While Cessar would spend his free time escaping his misery with drugs, alcohol & gambling to glean as many moments of pleasure as possible, Dillon would make sure his diet and rest was sufficient to help build him up. Cessar would do his work half heartedly and would cheat whenever possible while Dillon would aim for bigger and better challenges in an attempt to be the best he could. The world of Cessar would be filled with bitterness, resentment and jealousy all in an environment of overall hostility. Dillon, on the other hand would learn teamwork, experience pride in accomplishment and participate in the celebrations that come when significant goals are attained.

Attitude is everything and it changes our perspective in everything we do. This perspective, either negative or positive, controls our physical well being, determines the choices we make as we fashion our environments around us and it is critical in developing the social environment in which we contribute to and receive from. Perhaps the next time we are faced with a challenge of any sort, we can ask ourselves how we can change our perspective so we might consider it an opportunity to grow!

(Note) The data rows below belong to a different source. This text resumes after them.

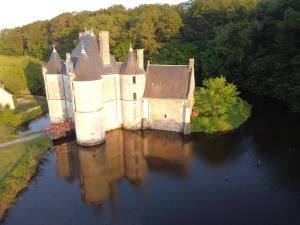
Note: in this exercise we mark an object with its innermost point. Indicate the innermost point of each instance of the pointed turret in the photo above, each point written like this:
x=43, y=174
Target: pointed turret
x=131, y=66
x=54, y=63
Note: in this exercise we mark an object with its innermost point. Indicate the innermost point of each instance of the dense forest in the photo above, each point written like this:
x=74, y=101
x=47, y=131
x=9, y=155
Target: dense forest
x=254, y=43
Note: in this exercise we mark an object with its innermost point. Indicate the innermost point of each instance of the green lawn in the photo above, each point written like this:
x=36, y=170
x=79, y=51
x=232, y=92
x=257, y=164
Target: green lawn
x=18, y=163
x=21, y=74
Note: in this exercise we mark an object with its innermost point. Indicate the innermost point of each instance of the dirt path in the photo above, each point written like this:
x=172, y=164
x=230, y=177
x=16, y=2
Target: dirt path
x=21, y=140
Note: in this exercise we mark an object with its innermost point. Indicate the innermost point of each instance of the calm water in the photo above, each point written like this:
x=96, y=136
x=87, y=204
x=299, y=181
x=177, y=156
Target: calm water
x=34, y=126
x=250, y=176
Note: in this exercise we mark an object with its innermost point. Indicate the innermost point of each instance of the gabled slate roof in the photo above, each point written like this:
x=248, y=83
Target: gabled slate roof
x=131, y=66
x=167, y=81
x=54, y=64
x=85, y=70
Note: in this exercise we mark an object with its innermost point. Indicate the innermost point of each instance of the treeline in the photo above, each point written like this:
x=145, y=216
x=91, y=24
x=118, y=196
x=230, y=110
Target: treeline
x=253, y=43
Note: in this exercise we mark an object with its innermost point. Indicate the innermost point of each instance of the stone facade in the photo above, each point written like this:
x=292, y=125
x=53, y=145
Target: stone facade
x=100, y=94
x=6, y=98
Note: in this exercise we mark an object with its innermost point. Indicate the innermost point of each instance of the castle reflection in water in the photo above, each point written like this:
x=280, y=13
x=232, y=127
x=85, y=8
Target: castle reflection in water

Perspective Makes All the Difference!
If we look at aging as a negative slide downhill, it will be. If, on the other hand, we see aging with the realization that it doesn’t have to be marked by disruptive and debilitating decline we can be free to enjoy a time of tremendous opportunities. We can envision our extra 10, 20, 30 or even 40 years more as not only extra years, but of extra years to be lived to the fullest!

What a shame it is that lives are disrupted needlessly and what a shame it will be if we fail to make the most of these extra years we've been granted ourselves!